A programme on trans fat in foods and heart disease risks in the city on Thursday demanded that excessive levels of trans fat in foods in Bangladesh be regulated to ensure health safety.
The demand was made in a nine-point charter of consumer demands placed at the discussion titled, ‘Trans Fat in Foods, Heart Disease Risks and Necessary Actions: Consumer’s Perspective’, at the Cirdap auditorium.
Consumer’s Association of Bangladesh (CAB), National Heart Foundation of Bangladesh (NHFB) and PROGGA (Knowledge for Progress) jointly organised the programme in association with Global Health Advocacy Incubator (GHAI).

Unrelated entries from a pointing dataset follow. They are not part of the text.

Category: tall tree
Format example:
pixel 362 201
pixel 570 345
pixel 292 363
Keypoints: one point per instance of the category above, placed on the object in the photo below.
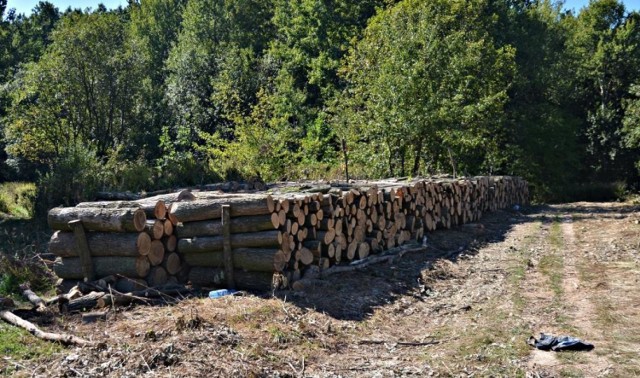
pixel 606 48
pixel 83 90
pixel 431 84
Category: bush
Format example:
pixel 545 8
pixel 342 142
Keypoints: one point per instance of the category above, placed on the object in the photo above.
pixel 15 271
pixel 74 177
pixel 17 199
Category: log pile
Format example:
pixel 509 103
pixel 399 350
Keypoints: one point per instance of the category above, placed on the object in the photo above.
pixel 132 240
pixel 259 240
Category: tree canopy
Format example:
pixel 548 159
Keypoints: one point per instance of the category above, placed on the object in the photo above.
pixel 179 92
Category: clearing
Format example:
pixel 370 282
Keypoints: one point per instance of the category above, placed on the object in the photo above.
pixel 463 307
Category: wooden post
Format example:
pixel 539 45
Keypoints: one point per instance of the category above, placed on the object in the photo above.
pixel 226 245
pixel 83 249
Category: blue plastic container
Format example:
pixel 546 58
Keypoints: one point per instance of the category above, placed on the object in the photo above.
pixel 221 293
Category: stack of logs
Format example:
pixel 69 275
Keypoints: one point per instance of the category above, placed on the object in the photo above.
pixel 134 241
pixel 259 240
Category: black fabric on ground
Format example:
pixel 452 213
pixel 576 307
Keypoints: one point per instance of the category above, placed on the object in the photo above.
pixel 559 343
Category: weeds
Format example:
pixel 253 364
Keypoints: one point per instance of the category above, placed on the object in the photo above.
pixel 17 200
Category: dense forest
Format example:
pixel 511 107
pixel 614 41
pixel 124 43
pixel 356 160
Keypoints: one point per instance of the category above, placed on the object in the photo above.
pixel 166 93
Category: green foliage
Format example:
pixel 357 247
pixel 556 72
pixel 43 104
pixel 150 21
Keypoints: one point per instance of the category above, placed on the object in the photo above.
pixel 73 178
pixel 175 92
pixel 17 199
pixel 16 271
pixel 431 85
pixel 631 122
pixel 605 44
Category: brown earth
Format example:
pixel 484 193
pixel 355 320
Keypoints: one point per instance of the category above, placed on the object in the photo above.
pixel 568 269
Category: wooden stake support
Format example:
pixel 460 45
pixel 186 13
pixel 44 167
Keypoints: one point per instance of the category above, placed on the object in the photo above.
pixel 228 254
pixel 83 249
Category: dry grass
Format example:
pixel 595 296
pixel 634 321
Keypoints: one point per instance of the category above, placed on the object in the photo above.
pixel 468 314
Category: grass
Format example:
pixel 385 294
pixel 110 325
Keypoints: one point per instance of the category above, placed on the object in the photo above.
pixel 17 200
pixel 22 239
pixel 552 264
pixel 519 270
pixel 17 345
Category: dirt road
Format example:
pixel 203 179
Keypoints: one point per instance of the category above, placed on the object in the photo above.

Industries Minister Nurul Majid Mahmud Humayun who spoke at the function as the chief guest said his ministry will take steps within soon for eliminating trans fat from foods.

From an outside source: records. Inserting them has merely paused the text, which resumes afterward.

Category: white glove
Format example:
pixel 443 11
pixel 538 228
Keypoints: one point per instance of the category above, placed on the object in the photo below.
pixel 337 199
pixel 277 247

The nine-point charter includes determining the maximum permissible level of trans-fat in all food products to 2 percent, banning production, import, marketing and use of dalda/bonospoti which is the prime source of trans fat, amending the ‘Packaged Food Labeling Regulations, 2017’, directing producers to notify with specific logo for trans fat-free (2pc) food, eliminating the scope of deceiving them with false declarations about trans fat on the packaging of food products, strictly monitoring advertisements and promotions, installing advanced laboratory/equipment and recruiting people to measure the level of trans fats in foods, carrying out regular surveillance tests to monitor the trans-fat levels in food products and making the results available on website.
Capacity building of officials concerned and motivating them for effective implementation of trans fat regulations and creating awareness among consumers about the health risks of trans fats through mass publicity are also among the demands.

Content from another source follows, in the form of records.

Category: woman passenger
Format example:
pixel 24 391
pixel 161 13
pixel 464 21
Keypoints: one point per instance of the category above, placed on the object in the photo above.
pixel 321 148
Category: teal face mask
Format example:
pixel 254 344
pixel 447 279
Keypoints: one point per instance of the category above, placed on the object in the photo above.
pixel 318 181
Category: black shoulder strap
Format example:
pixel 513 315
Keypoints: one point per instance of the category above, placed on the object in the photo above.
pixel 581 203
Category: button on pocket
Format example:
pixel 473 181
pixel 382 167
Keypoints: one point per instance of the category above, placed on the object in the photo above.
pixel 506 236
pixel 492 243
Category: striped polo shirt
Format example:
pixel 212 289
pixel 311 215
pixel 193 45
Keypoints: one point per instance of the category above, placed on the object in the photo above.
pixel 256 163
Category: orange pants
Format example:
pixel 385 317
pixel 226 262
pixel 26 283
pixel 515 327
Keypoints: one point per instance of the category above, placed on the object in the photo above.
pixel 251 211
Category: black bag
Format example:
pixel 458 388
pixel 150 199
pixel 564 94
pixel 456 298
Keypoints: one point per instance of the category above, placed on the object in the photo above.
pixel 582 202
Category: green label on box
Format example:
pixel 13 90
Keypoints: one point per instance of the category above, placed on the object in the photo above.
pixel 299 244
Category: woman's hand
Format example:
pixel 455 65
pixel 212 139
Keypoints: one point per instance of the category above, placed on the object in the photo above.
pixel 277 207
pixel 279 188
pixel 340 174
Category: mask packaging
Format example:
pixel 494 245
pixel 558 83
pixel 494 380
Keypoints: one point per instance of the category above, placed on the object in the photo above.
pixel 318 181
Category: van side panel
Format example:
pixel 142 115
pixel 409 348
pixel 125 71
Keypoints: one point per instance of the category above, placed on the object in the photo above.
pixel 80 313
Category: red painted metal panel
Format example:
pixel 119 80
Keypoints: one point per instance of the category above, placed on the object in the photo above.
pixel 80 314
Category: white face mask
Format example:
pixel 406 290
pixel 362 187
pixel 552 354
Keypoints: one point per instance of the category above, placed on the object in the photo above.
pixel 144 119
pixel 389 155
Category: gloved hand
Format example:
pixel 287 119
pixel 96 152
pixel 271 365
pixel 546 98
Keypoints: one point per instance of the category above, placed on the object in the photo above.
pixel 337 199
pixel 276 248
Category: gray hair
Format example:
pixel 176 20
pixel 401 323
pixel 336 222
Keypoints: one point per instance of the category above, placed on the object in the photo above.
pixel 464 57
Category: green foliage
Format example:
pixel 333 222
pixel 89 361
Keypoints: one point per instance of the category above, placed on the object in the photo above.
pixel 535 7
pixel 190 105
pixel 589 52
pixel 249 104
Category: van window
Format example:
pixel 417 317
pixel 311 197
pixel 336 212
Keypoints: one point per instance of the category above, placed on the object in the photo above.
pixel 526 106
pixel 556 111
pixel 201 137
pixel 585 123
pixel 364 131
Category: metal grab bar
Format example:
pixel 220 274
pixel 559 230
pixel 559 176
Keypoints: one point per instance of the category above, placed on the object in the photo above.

In his speech, Minister Nurul Majid Mahmud Humayun said, “The nine-point charter of consumer demands will be implemented within a short period for safeguarding the public health.”
He also said the age-old acts will be amended and updated if necessary to regulate the trans fat.
Muhammad Ruhul Quddus, Public Health Specialist and Country Coordinator of GHAI, said if trans fat is not eliminated, countries that import goods from Bangladesh will stop buying those.
Monzur Morshed Ahmed, member of Bangladesh Food Safety Authority (BFSA), said the authorities have decided to fix the permissible limit for trans fats at 2 percent.
A technical committee has already commenced their activity for this purpose, he said.
National Professor Brigadier (retd) Abdul Malik, Founder and President of the NHFB, said trans fat in foods must be eliminated to reduce the prevalence of non-communicable diseases.
The government and the consumer associations need to work together to meet the target set by the World Health Organization (WHO) of eliminating trans fat by 2023, said CAB President Ghulam Rahman.
The key speakers of the programme were Prof Dr Sohel Reza Choudhury, Epidemiology and Research Department of NHFB; Md Hasan Shahriar, director and head of program, PROGGA; and Ahmed Ekramullah, program coordinator, CAB.
Md Muazzem Hossain, director general of Bangladesh Standards and Testing Institution (BSTI); Dr Habibur Rahman, Line Director NCDC at the Directorate General of Health Services; Advocate Humayun Kabir Bhuiyan, CAB general secretary; and ABM Zubair, executive director of PROGGA, were, among others, present.